In an already difficult agricultural sector, the past 6 months has seen little positive change.
Risks for farmers
Farmers have already started to receive their 2015 Basic Payment Scheme, the RPA now aim to make 50% of payments by 31 December 2015 and the remainder by the end of January. This will come as relief to recipients, although for many it is only a short term solution to a bigger issue and there is a realistic possibility given the debacle with the new scheme that payments could be late.
Farmer across all sectors are carrying forward stock and crops in the hope that prices will increase in the new year. However, the UK currently has an exportable surplus of 3.5 million mt which is 24% higher than last season and with global stocks also high, given the strength of sterling against other currencies the short term outlook is worrying.
In addition, many farmers have seen their working capital requirements increase over the last 2 years. They have either dealt with this through increases to overdrafts or long term borrowing but this is starting to cause alarm for some banks who are beginning to question farmers’ liquidity and profitability.
Now is the time to review
Against this challenging backdrop, now is a good opportunity to review farm finances.

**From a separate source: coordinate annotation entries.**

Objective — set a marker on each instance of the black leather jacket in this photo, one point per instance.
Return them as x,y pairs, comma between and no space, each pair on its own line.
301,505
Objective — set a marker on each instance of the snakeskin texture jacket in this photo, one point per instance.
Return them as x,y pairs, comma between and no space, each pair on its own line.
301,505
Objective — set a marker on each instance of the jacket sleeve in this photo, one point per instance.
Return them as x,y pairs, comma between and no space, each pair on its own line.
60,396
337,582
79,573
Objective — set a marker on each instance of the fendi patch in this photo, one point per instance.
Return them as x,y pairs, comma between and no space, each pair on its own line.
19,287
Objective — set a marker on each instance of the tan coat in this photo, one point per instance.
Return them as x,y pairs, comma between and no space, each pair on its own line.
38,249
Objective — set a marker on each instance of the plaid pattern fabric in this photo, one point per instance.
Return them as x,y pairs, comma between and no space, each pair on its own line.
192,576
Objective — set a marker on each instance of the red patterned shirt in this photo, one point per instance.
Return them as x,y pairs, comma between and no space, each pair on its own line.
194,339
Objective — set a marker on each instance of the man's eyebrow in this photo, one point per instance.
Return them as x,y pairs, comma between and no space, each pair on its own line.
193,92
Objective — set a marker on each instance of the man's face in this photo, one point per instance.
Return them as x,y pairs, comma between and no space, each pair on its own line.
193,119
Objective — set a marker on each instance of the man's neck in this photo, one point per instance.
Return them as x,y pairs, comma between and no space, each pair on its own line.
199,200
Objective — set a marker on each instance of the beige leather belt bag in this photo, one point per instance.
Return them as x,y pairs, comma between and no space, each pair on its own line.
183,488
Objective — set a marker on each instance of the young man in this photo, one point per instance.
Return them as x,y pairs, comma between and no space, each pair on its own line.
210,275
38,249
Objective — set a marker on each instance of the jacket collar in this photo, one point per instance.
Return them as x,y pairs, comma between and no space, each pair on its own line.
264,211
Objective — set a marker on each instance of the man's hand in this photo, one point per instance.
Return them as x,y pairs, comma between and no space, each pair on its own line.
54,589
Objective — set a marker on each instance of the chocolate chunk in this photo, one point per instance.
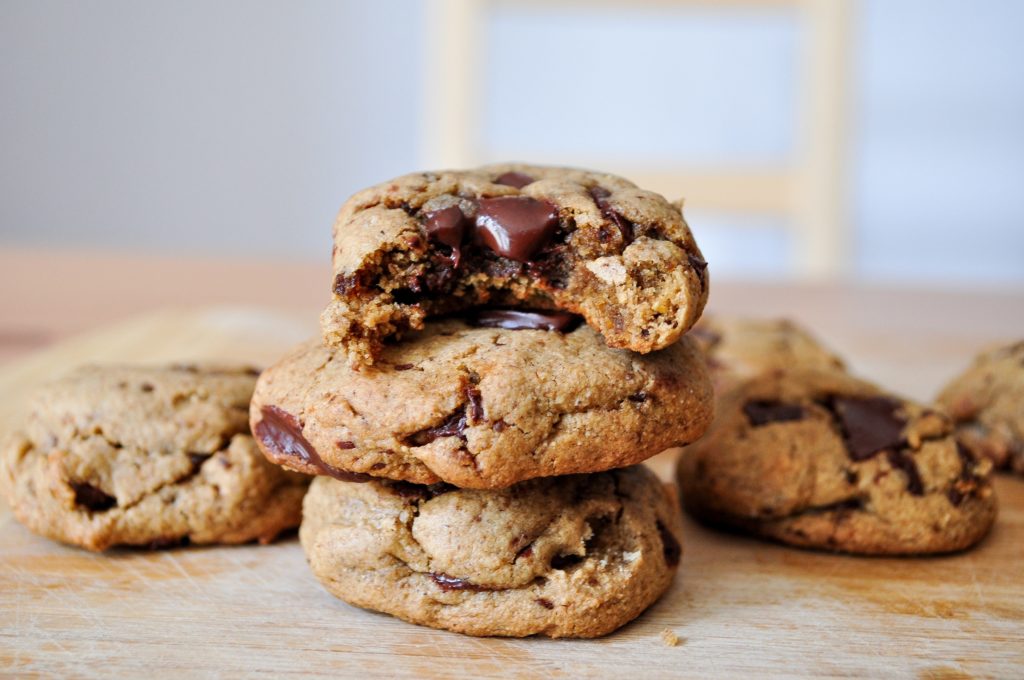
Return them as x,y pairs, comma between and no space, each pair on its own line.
454,426
281,432
869,424
448,226
670,546
626,228
517,179
515,226
519,321
91,498
448,583
900,459
474,408
762,412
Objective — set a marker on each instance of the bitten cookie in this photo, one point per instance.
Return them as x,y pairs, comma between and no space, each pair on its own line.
739,348
823,460
480,407
146,457
576,556
588,243
987,406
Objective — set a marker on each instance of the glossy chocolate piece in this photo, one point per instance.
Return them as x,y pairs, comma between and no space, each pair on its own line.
280,431
517,179
448,226
869,424
515,226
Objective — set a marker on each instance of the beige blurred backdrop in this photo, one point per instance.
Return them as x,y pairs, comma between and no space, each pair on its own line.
878,140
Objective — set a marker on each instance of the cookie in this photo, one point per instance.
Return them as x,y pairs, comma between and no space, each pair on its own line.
738,348
574,556
120,456
530,237
819,459
986,404
479,406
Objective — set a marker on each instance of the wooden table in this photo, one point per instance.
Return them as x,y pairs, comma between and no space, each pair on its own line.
740,607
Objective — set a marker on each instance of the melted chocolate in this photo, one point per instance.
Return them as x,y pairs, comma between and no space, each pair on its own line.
518,321
869,424
448,583
517,179
763,413
281,433
448,226
515,226
91,498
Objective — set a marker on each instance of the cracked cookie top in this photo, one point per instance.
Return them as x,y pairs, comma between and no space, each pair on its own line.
481,402
986,404
588,243
573,556
738,348
820,459
146,456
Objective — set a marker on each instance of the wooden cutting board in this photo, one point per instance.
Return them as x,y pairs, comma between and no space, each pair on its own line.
739,607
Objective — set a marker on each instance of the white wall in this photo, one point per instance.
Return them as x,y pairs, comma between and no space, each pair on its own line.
239,127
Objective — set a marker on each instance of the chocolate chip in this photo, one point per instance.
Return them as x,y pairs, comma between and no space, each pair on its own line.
91,498
517,179
518,321
448,226
281,433
869,424
902,460
454,426
626,229
699,265
474,407
670,546
448,583
763,412
515,226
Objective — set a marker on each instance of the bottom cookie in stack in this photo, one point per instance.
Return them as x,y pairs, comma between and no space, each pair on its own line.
572,556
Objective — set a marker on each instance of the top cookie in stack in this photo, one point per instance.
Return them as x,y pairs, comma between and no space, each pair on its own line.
505,383
587,243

Most farmer’s initial reaction is to increase short term borrowing, typically overdrafts, in the hope that prices will increase over the short to medium term; although clearly there is no guarantee of this. Whilst this can be a solution, it is important to consider the financial risk of continuing to store crops or feed stock in a market when there is uncertainty around the timing and change to output prices and this needs to be compared to the terms and cost of additional finance being offered.
In these difficult times cash flow planning and whole farm budgets become critical and banks are increasingly requiring farm budgets and cash flows in addition to the previous trading accounts when reviewing and negotiating facilities.

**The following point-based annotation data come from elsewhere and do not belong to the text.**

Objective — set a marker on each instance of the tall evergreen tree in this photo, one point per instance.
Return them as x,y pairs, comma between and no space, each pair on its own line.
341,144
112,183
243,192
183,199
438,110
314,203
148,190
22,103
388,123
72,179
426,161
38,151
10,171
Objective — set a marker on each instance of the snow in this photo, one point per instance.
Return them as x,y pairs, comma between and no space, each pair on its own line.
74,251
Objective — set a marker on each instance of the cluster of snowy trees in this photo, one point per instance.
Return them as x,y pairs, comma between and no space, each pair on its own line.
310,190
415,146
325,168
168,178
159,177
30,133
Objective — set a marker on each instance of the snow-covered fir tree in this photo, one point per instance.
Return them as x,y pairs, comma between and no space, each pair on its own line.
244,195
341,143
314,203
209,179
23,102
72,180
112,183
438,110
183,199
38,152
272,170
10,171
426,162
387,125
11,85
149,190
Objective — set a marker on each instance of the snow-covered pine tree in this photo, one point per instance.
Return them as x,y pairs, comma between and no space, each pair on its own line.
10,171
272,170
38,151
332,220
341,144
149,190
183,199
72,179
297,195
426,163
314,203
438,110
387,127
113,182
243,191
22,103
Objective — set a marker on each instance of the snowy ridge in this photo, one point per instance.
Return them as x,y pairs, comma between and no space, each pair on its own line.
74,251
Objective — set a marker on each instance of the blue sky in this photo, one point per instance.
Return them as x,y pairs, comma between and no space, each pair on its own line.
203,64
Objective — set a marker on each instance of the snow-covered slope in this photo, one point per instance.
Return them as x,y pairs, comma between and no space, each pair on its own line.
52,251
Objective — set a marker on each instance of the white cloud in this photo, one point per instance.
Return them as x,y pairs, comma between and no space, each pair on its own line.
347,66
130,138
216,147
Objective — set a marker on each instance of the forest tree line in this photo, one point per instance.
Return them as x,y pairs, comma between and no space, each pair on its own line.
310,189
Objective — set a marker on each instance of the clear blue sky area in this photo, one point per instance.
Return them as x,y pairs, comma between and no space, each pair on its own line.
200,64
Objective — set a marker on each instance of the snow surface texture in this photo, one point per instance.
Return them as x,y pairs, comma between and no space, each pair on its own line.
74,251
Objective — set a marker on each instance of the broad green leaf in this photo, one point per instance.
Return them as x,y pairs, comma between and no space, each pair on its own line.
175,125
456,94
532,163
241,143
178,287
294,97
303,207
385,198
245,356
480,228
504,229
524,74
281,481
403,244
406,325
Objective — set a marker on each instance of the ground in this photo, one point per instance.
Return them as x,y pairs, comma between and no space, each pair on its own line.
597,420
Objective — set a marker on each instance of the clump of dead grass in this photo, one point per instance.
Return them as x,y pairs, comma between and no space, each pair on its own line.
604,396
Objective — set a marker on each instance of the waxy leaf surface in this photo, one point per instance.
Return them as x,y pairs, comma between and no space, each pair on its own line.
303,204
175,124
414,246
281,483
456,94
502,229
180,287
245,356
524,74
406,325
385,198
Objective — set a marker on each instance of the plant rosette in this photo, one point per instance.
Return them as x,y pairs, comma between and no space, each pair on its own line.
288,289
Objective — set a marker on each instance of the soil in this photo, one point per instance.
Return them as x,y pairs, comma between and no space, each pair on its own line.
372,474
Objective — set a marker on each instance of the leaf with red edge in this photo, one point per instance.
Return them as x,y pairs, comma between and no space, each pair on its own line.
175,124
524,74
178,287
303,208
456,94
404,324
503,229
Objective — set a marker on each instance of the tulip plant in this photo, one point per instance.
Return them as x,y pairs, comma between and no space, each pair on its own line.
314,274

Farmers traditionally have been very loyal to their bank and whilst having a good relationship is important, the days of having the same relationship manager through a farming career are gone. Farmers should review their banking arrangements and have the confidence to switch to the bank which offers them not only better rates but potentially better service as well.
Recent banking reform has made changing banks much easier. Competition between banks is increasing and there are certainly opportunities available, not just for day to day clearing banking but for longer term loans as well. We are seeing an increasing number of clients taking out new or moving existing loans to other clearing banks who offer improved terms and farmers should be encouraged to take time to find the best deal.